Beranjak pada ilmu SAS, sebuah video membawa ingatan kembali pada ilmu-ilmu yang dibagikan Slamet, salah satunya program Kukiko, sebuah workshop mencipta komposisi musik yang dibimbing langsung oleh Slamet. Dalam video, sosok Slamet tampak menciptakan suasana cair dan santai, namun tetap berkualitas. Pada puluhan anak muda, beliau menyampaikan tentang pentingnya memaksimalkan ingatan, kepekaan, dan kebebasan berekspresi dalam mencipta komposisi. Slamet juga seorang yang eksperimental. Dalam membuat komposisi, beliau menekankan jika komponis mesti menyisihkaan sesuatu yang sifatnya rutin. Terlihat SAS bukan hanya mengajarkan hal-hal teknis, namun juga mengajarkan karakter dan kepekaan sebagai manusia melalui musik.

Foto oleh : Adrea Kristatiani

Memvisualkan ingatan kembali tentang karya Slamet, malam itu juga diputarkan video dua karya yang dimainkan langsung oleh SAS di panggung Sluman Slumun Slamet di Surabaya. Gelandangan yang diciptakan di tahun 1998, dan Kabut yang dicipitakan menjelang keberangkatan SAS ke Prancis di tahun 1960. Kedunya dibawakan oleh sang empunya komposisi sendiri bersama Ika Sri Wahyuningsih dan Gema Swaratyagita. 

Dalam sesi berbincang, Joko Porong sebagai murid SAS merasakan berbagai pengalaman yang tak terlupakan tentang beliau. Salah satunya ucapan "Kalau bernafas jangan membuat berisik orang lain." yang disampaikan oleh SAS di pertemuan pertama perkuliahan. Kesan nyentrik Slamet begitu membekas pada ingatan Joko. Meski begitu, dengan karakter beliau yang sederhana, Joko Porong juga menduga seorang SAS mungkin tak suka dirayakan kematiannya. Namun spirit SAS untuk mengubah teks kehidupan menjadi elemen musikal tetap tak tergantikan dan meninggalkan kekaguman tersendiri. Lini Natalini, Oke Kawooan, dan Pak Wie turut memberikan cerita tentang bagaimana mereka bersinggungan dengan sang komponis.

Foto oleh : Adrea Kristatiani

Mengantar audiens beranjak, Gema Swaratyagita, Joko Porong, Evie Destiana, dan Kidung Kelana menampilkan Kabut ciptaan SAS, ditemani deklamasi dari Totenk Masduki dan Syarif Wajabae.
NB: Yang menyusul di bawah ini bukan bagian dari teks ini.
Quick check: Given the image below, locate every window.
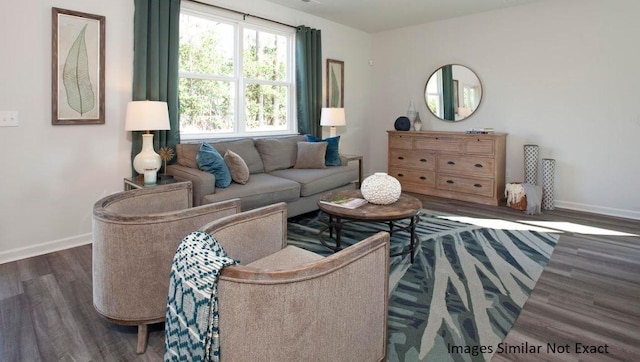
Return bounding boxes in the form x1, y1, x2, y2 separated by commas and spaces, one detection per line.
179, 4, 297, 139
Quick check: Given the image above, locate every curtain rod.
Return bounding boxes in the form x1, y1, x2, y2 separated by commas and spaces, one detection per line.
187, 0, 298, 29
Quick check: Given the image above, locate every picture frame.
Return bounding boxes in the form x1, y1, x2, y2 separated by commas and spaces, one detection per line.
327, 59, 344, 108
51, 7, 105, 125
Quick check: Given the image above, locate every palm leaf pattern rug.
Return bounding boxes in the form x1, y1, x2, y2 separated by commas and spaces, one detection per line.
288, 210, 558, 362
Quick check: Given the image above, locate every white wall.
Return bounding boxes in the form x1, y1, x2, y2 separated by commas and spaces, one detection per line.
368, 0, 640, 219
0, 0, 640, 263
0, 0, 371, 263
0, 0, 133, 263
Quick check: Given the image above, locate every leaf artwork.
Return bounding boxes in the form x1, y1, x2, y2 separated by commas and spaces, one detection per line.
329, 67, 340, 107
62, 25, 95, 115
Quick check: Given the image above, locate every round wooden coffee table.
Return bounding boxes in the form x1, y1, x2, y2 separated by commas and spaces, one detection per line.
318, 190, 422, 263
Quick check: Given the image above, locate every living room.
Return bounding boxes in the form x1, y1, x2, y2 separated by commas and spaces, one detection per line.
0, 0, 640, 360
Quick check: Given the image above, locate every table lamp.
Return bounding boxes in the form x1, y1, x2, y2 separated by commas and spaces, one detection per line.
320, 108, 347, 137
125, 101, 171, 185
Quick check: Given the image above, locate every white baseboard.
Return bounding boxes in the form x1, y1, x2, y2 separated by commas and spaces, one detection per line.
554, 200, 640, 220
0, 233, 93, 264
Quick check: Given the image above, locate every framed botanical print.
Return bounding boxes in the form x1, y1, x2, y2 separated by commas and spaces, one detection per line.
51, 8, 105, 125
327, 59, 344, 108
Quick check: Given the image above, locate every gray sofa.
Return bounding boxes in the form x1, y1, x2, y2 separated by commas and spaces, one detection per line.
167, 135, 358, 217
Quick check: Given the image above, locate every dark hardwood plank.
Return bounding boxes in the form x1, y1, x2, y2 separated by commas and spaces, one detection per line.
0, 294, 41, 361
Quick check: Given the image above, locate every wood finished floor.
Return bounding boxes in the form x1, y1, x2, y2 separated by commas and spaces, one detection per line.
0, 196, 640, 361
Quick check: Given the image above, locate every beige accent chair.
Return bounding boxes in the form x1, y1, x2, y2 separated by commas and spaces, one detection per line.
201, 203, 389, 362
93, 182, 240, 353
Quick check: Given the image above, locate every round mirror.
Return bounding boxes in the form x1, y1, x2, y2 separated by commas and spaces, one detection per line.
424, 64, 482, 122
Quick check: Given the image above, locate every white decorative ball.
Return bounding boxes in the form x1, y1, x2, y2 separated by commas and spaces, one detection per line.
360, 172, 402, 205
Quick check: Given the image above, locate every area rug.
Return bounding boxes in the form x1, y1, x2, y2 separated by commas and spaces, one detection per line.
288, 210, 558, 362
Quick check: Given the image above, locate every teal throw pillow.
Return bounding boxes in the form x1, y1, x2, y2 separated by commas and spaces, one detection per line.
307, 135, 342, 166
196, 142, 231, 189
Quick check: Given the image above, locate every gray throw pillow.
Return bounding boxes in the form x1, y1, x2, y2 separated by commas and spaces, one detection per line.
293, 142, 327, 168
224, 150, 249, 185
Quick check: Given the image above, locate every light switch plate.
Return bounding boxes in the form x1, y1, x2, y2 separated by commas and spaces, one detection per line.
0, 111, 19, 127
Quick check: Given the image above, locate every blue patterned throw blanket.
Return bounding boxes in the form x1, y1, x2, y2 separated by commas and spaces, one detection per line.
164, 231, 237, 361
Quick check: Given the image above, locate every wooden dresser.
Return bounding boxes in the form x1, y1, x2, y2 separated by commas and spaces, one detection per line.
387, 131, 507, 206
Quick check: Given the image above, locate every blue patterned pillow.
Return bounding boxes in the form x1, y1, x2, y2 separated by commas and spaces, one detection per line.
307, 135, 342, 166
196, 142, 231, 189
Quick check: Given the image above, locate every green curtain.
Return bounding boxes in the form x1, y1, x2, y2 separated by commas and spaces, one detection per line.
131, 0, 180, 175
442, 64, 456, 121
296, 26, 322, 137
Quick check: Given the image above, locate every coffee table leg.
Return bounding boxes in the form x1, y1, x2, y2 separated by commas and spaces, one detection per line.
409, 215, 420, 264
334, 216, 342, 251
329, 214, 333, 238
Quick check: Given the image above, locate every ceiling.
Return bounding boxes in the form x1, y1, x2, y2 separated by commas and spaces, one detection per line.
267, 0, 541, 33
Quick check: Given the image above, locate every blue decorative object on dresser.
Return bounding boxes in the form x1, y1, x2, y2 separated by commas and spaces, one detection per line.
393, 116, 411, 131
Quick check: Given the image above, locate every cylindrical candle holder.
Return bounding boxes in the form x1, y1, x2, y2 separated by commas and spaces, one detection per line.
542, 158, 556, 210
524, 145, 539, 185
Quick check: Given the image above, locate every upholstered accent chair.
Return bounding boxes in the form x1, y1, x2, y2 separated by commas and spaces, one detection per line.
93, 182, 240, 353
201, 203, 389, 362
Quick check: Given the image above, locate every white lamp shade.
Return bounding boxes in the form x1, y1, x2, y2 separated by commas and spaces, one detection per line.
320, 108, 347, 126
125, 101, 171, 131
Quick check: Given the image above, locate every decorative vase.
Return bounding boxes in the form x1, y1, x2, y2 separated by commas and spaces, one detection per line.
413, 112, 422, 131
542, 158, 556, 210
524, 145, 539, 185
360, 172, 402, 205
407, 101, 418, 124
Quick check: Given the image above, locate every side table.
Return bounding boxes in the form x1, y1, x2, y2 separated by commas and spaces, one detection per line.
342, 155, 362, 189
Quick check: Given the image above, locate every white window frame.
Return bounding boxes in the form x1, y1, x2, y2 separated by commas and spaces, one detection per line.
178, 1, 298, 140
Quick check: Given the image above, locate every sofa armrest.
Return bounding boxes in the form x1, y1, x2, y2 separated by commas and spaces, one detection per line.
167, 165, 216, 206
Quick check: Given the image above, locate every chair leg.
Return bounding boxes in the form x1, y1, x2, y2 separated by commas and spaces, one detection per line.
136, 324, 149, 354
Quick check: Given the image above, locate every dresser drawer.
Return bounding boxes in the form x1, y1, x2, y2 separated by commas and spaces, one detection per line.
389, 135, 413, 150
437, 154, 496, 178
389, 168, 436, 187
436, 174, 494, 197
389, 149, 436, 170
416, 137, 462, 153
464, 138, 496, 156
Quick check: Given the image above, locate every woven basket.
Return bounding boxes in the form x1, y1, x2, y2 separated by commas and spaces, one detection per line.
507, 182, 527, 211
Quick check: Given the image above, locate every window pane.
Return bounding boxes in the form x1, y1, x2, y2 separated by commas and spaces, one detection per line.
180, 78, 235, 133
243, 29, 287, 81
180, 14, 234, 75
245, 84, 287, 132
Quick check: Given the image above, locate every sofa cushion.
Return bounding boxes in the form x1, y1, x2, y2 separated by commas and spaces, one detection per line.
293, 142, 327, 168
203, 173, 300, 210
196, 143, 231, 188
271, 162, 358, 197
307, 135, 342, 166
255, 135, 306, 172
246, 245, 324, 270
224, 150, 249, 185
211, 138, 264, 173
176, 138, 264, 174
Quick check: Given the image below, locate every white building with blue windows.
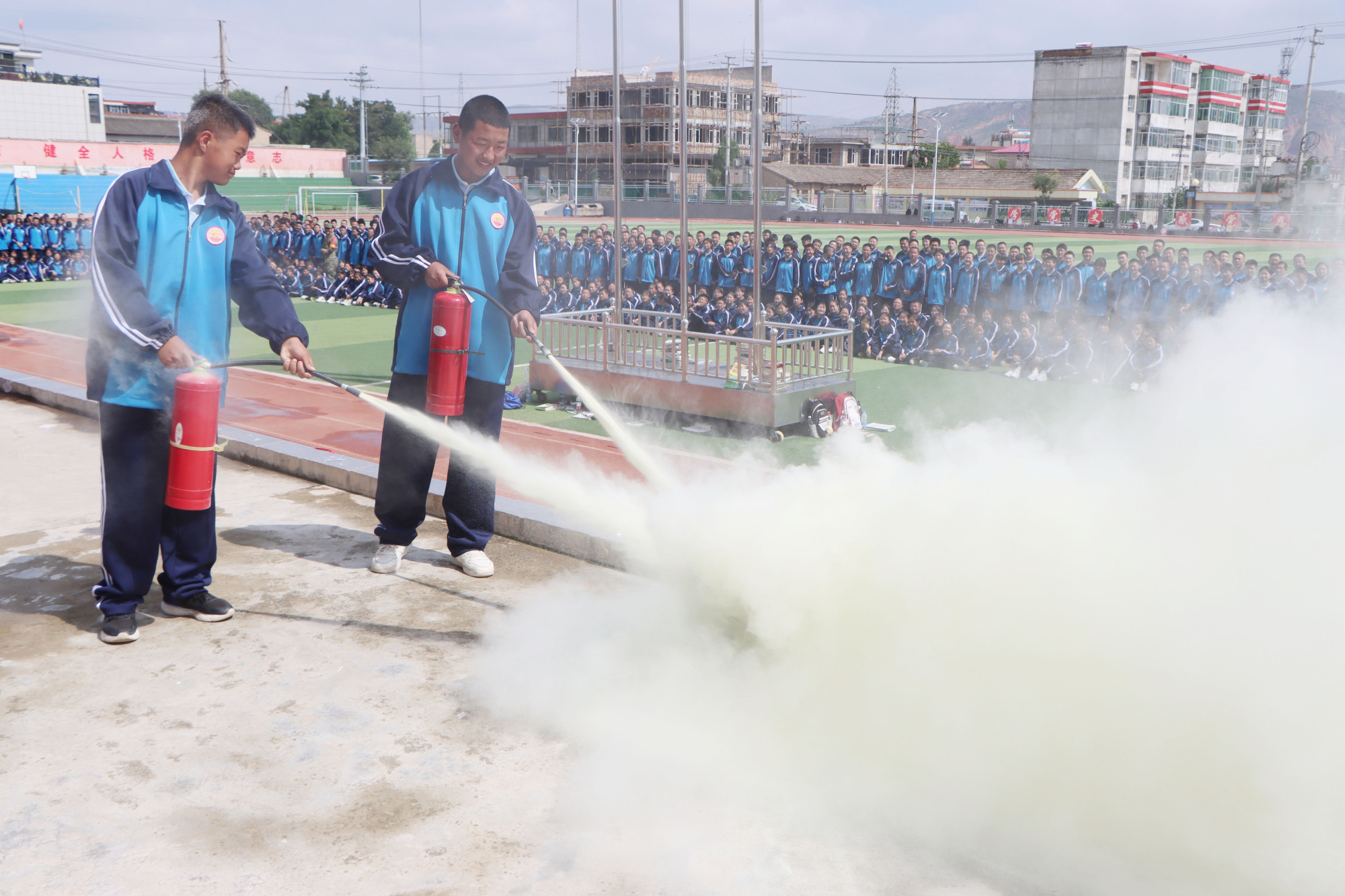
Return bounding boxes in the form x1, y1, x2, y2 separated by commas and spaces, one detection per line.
1030, 44, 1289, 208
0, 42, 108, 142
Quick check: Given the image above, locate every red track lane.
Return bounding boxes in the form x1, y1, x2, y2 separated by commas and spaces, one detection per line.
0, 324, 724, 499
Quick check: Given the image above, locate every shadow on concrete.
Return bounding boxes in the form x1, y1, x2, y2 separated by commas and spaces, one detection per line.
0, 555, 114, 631
237, 607, 482, 645
219, 524, 508, 610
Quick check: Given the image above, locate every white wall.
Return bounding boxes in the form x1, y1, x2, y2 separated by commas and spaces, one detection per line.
0, 79, 108, 141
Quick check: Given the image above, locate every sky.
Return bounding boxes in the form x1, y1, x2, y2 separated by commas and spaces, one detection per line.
0, 0, 1345, 130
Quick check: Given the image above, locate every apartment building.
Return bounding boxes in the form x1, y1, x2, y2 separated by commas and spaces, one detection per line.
562, 66, 784, 184
0, 42, 106, 141
1030, 46, 1289, 208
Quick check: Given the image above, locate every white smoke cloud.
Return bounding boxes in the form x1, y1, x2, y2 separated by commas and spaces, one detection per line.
463, 292, 1345, 896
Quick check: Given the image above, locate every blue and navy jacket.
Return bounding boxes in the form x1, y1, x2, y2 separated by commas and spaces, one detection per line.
850, 254, 874, 296
901, 258, 929, 300
811, 255, 837, 296
85, 159, 308, 409
775, 254, 799, 296
370, 156, 542, 383
952, 265, 981, 305
1084, 270, 1111, 317
1112, 274, 1149, 320
1007, 265, 1037, 311
1037, 268, 1065, 315
924, 262, 952, 305
1149, 277, 1178, 323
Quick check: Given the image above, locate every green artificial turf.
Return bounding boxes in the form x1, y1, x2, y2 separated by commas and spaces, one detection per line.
0, 282, 1134, 463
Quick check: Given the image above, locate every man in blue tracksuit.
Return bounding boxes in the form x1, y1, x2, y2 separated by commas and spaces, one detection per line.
85, 94, 312, 645
370, 94, 542, 577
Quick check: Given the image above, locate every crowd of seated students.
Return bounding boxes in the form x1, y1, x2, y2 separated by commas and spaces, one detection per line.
0, 214, 93, 282
250, 212, 405, 308
537, 225, 1345, 389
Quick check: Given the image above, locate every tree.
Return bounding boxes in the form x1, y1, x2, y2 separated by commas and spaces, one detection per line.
1032, 171, 1060, 199
191, 87, 276, 130
911, 140, 962, 168
264, 90, 416, 159
369, 133, 416, 180
272, 90, 359, 152
706, 133, 738, 187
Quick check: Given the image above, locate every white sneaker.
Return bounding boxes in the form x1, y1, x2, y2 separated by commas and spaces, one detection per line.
369, 545, 406, 573
448, 551, 495, 579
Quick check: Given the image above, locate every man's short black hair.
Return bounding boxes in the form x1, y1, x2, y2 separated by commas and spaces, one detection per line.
182, 93, 257, 147
457, 93, 508, 133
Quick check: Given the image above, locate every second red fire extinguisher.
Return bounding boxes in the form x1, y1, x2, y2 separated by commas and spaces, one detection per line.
425, 286, 472, 417
164, 371, 221, 510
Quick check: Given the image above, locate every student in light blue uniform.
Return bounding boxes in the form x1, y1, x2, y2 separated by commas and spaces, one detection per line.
1083, 258, 1112, 320
370, 94, 542, 576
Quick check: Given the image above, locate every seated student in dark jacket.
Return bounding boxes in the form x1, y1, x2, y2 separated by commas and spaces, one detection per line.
990, 315, 1018, 364
1046, 324, 1093, 382
917, 321, 958, 368
709, 296, 729, 333
873, 311, 897, 358
851, 317, 882, 358
1123, 336, 1163, 390
959, 324, 994, 370
304, 268, 335, 298
999, 327, 1037, 379
1025, 317, 1069, 382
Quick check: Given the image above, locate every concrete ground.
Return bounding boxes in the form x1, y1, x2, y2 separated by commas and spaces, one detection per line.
0, 398, 628, 895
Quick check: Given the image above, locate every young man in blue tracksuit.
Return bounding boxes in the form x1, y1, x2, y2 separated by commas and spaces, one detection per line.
370, 94, 542, 577
773, 243, 800, 298
1083, 258, 1114, 320
85, 94, 312, 643
924, 249, 956, 309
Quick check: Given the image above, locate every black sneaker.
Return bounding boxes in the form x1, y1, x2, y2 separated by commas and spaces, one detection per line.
98, 614, 140, 645
163, 591, 234, 622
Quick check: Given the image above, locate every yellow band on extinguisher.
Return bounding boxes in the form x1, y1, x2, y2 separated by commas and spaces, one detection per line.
168, 438, 229, 451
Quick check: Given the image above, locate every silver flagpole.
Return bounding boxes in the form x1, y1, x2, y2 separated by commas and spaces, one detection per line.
753, 0, 765, 339
677, 0, 691, 324
616, 0, 625, 304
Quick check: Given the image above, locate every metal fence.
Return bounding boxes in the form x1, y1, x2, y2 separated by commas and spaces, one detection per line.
534, 311, 854, 394
535, 180, 785, 206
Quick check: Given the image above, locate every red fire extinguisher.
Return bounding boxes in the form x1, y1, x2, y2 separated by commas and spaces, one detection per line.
164, 371, 219, 510
425, 286, 472, 417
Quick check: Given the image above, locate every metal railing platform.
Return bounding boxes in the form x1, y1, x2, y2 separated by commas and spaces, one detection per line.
529, 309, 854, 430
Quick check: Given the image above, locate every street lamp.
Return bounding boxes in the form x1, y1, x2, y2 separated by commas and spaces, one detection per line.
925, 112, 948, 223
570, 118, 588, 204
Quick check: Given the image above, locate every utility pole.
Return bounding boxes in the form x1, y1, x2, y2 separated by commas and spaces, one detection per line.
882, 66, 897, 214
678, 0, 691, 327
416, 0, 429, 159
616, 0, 625, 308
1294, 28, 1326, 187
907, 97, 920, 202
724, 54, 733, 180
350, 66, 374, 187
752, 0, 764, 340
1254, 124, 1264, 216
217, 19, 229, 97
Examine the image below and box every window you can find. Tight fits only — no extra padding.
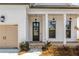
[48,18,56,38]
[66,18,72,38]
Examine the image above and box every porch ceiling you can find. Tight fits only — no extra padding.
[30,3,79,9]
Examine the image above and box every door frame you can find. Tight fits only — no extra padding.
[32,22,40,41]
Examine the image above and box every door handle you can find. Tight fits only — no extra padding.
[3,36,6,40]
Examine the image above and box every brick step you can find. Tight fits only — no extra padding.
[29,42,45,48]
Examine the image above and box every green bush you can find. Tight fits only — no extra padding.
[20,42,29,51]
[42,42,52,51]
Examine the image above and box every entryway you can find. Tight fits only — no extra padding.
[0,25,18,48]
[28,14,45,41]
[32,19,40,41]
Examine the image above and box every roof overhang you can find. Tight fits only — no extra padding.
[30,3,79,9]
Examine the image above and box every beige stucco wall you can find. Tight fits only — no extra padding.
[67,14,78,41]
[48,14,64,41]
[0,5,27,44]
[28,14,44,41]
[28,14,78,42]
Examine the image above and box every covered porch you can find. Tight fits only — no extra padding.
[27,9,79,45]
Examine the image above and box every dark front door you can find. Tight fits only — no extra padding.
[32,22,40,41]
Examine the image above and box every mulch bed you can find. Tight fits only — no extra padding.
[41,45,79,56]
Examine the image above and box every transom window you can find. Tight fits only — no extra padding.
[48,18,56,38]
[66,18,72,38]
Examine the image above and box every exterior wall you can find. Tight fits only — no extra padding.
[48,14,64,41]
[0,5,27,43]
[28,9,79,41]
[66,14,78,41]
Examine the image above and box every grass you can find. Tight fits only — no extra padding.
[41,45,79,56]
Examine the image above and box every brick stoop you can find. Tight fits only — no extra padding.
[29,42,45,48]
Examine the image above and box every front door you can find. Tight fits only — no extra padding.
[32,22,40,41]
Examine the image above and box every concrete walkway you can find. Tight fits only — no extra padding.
[20,48,42,56]
[0,48,42,57]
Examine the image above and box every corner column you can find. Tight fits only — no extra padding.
[63,14,67,45]
[45,13,48,42]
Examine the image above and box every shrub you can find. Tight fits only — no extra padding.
[20,42,29,51]
[42,42,51,51]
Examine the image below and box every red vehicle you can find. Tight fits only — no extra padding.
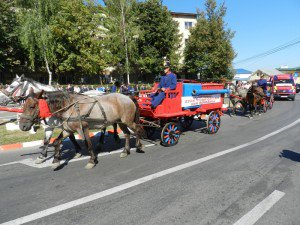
[270,74,296,101]
[138,80,228,146]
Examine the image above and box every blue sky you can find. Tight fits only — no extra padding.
[99,0,300,70]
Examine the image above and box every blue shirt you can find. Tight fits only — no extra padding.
[158,73,177,90]
[257,79,268,91]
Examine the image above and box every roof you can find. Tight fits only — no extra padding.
[171,12,198,19]
[235,69,252,74]
[253,69,284,76]
[277,67,300,71]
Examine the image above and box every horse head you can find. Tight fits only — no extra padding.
[19,88,44,131]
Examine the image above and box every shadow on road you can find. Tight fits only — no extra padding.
[279,149,300,162]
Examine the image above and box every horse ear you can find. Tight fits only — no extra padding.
[36,90,44,99]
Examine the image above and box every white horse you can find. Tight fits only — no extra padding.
[5,75,120,164]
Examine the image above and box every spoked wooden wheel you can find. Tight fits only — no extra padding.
[161,122,180,147]
[262,100,268,113]
[144,127,155,138]
[207,111,221,134]
[233,101,245,116]
[179,116,194,130]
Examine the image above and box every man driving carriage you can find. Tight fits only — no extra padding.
[150,60,177,109]
[257,74,268,94]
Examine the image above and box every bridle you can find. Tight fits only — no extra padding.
[20,97,40,123]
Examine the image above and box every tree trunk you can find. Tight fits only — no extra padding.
[45,55,52,85]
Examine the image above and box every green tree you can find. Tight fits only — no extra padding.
[18,0,60,85]
[184,0,235,80]
[104,0,141,83]
[0,0,26,72]
[51,0,111,79]
[135,0,181,78]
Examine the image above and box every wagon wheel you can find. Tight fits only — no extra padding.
[179,116,194,130]
[207,111,221,134]
[233,100,245,115]
[144,127,155,138]
[263,100,268,113]
[161,122,180,147]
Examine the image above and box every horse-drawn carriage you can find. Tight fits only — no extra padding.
[138,80,228,146]
[229,82,274,116]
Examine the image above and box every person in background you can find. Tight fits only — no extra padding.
[110,83,117,93]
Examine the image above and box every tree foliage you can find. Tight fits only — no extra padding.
[51,0,111,74]
[0,0,26,71]
[18,0,60,84]
[104,0,142,82]
[135,0,181,75]
[184,0,235,80]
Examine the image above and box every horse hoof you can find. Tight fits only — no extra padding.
[120,152,128,158]
[73,153,82,159]
[51,162,60,170]
[85,163,96,170]
[34,156,46,164]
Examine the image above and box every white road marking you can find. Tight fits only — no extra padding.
[233,190,285,225]
[0,161,19,167]
[0,119,300,225]
[0,144,155,169]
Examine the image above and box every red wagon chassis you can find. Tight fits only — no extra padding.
[138,81,227,146]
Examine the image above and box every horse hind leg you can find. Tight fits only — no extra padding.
[128,122,145,153]
[83,127,98,169]
[119,123,130,158]
[69,133,82,159]
[113,123,121,144]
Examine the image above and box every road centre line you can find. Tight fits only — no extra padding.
[233,190,285,225]
[0,118,300,225]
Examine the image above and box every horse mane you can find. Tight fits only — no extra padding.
[43,91,71,112]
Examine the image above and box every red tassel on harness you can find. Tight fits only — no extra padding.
[39,99,52,119]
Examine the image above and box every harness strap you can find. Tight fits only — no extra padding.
[97,101,107,124]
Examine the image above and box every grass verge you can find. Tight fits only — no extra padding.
[0,121,105,145]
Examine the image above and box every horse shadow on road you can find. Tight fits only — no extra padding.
[279,149,300,162]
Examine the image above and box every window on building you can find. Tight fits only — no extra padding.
[184,22,193,30]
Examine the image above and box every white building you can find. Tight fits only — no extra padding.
[171,12,197,63]
[232,69,252,82]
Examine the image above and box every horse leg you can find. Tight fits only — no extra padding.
[113,123,121,144]
[52,130,70,169]
[69,133,82,159]
[99,127,106,144]
[119,123,130,158]
[35,125,54,164]
[83,127,98,169]
[127,122,145,153]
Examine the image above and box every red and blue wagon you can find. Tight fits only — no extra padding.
[138,80,228,146]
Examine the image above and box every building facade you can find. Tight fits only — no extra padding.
[171,12,197,63]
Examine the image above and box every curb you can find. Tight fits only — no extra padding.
[0,128,122,151]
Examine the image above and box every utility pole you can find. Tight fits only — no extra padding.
[120,0,130,84]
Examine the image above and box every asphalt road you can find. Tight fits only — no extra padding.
[0,96,300,225]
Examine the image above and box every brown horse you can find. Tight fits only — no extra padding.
[246,85,265,117]
[19,91,143,169]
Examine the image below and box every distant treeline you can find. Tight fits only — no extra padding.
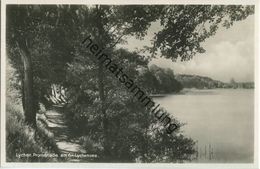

Di balik betapa heningnya musik yang diciptakan Slamet, deklamasi itu menggelegar, seakan bersama menghadirkan kembali SAS yang memilih menempuh jalan sunyi, namun besar dalam karya.  

30 Juni 1935 hingga 24 Maret 2015 masih terasa terlalu singkat untuk rentang hidup seorang dengan jiwa besar berdedikasi. Namun beliau tak pernah mati. Slamet Abdul Sjukur sejatinya terus hidup. Hidup dalam hati, kepala, dan jiwa setiap yang tergerak, terinspirasi diri dan karyanya.